Is your point that Voat may have been full of jew-hating racists but it's okay because they weren't actual Nazis?
I can't imagine most people caring about making that distinction at all. Except for jew-hating racists who don't want to be associated with Nazis for some reason.
No, that Voat had a small population of jew-hating Nazis, and another small population of racists. It had a large population of fat-shamers and trolls. It was not a "forum for Nazis" by any definition.
If OP had said, "a forum for terrible people," we wouldn't be having this discussion at all, and I would agree with you.
The same distinction I am drawing about Voat is what people routinely say about Facebook, Youtube, Reddit, and Twitter. All of which host far more Nazi content, by the way, than any side-show like Voat.
Toting out the token Nazi groups on a platform to say that every user is a Nazi is disingenuous at best and dangerous at worst.

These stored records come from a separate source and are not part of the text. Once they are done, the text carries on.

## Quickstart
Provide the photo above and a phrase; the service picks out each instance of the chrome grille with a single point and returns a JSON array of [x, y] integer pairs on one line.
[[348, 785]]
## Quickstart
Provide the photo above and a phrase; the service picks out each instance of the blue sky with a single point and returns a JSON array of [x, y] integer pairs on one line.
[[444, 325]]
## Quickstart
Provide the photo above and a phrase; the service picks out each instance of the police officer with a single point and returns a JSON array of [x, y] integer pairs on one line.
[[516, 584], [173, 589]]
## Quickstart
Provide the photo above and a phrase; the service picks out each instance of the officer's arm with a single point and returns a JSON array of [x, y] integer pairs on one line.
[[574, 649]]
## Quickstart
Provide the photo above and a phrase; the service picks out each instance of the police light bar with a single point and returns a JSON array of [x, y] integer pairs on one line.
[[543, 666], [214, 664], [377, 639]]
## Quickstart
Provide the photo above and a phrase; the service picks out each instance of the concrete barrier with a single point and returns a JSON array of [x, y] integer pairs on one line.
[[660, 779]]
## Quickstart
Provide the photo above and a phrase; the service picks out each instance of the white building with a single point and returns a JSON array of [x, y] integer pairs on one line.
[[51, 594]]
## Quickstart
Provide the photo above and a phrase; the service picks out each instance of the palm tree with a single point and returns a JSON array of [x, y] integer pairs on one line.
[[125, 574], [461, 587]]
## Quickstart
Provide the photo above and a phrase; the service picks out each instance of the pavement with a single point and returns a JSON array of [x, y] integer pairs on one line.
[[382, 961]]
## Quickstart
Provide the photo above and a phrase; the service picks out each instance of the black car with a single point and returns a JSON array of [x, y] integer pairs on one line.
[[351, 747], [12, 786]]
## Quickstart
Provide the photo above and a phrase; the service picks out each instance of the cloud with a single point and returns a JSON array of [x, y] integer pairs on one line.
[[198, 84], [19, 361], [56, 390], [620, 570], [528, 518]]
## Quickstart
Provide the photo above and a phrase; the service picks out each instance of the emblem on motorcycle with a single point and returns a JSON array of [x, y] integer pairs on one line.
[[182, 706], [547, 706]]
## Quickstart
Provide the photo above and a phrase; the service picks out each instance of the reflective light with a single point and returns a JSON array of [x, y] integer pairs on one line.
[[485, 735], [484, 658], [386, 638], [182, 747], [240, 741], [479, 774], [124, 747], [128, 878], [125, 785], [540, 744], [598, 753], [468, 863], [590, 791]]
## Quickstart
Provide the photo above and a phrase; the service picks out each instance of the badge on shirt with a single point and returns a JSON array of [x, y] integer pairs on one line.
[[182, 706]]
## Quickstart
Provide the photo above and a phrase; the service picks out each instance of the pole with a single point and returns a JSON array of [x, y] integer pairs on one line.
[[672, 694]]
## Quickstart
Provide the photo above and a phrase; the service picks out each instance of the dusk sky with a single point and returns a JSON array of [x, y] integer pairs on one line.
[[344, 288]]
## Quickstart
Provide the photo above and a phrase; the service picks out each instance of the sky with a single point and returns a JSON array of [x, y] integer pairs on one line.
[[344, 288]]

The US has had unmoderated social networks, referred to as pubs, churches, clubs, and town squares, for the last few hundred years. Nazis never gained prominence in any of those fora. It is not a given that reducing the level of moderation leads to Nazis taking over. The truth is that Nazism is such a distasteful ideology that it pretty much never takes over the discourse in places where it is allowed. Rather, Nazis end up creating small hate groups in all sorts of fora, including the heavily-moderated ones (Facebook and Twitter) where they use euphemisms.
Here are a few other sources for you about Nazi communities on mainstream social networks:
https://abcnews.go.com/Politics/wireStory/neo-nazis-facebook...
https://www.splcenter.org/hatewatch/2021/07/07/we-make-mista...
About the alternate platforms you cited:
I signed up for Gab in 2016 (internet drama voyeurism can be fun), and I got off in 2017. Neo-Nazis on Gab were about as prominent as neo-Nazis on Twitter: a few small neo-Nazi communities existed on both platforms. Gab had a lot of right-wing/pro-Trump users, and was also weirdly Christian, but there weren't many actual neo-Nazis. A platform for right-wingers isn't automatically a social network for Nazis.
The same is true of Voat, by the way. It was started when /r/fatpeoplehate and a bunch of racist subreddits were banned, and it attracted a ton of trolls and mean people, but very few actual Nazis. AFAIK /r/nazi migrated to Voat, so there were some Nazis there, but Voat was not a "social network for Nazis" by any means. Reddit still has many Nazi subreddits with far more users than Voat's Nazi groups at their peak.
I know that /pol/ on 8chan, at least, was full of Nazis and I think it was one of the biggest communities on 8chan. That was a social network for Nazis.
Gab and Voat (as well as other right-wing-focused social networks like Parler) ended up being the target of journalists and left-wing activists because there weren't many people they valued on those platforms, and a lot of people they wanted to hurt. They continue to largely ignore the presence of distasteful communities on Twitter and Facebook (see Jan 6 organizing as a good example of this - it was attributed to Parler, but most of it actually happened on Facebook and Twitter) and put other fora under a microscope to try to find Nazis - particularly if the forum has an overt right-wing bias. The presence of a small community of Nazis is then used to attack and take down the entire platform.
Nazis are on every platform in small, niche communities. They are surprisingly hard to ban. They don't take over platforms no matter how free their speech is. They are shitty people and their ideas are wrong, and everyone knows that.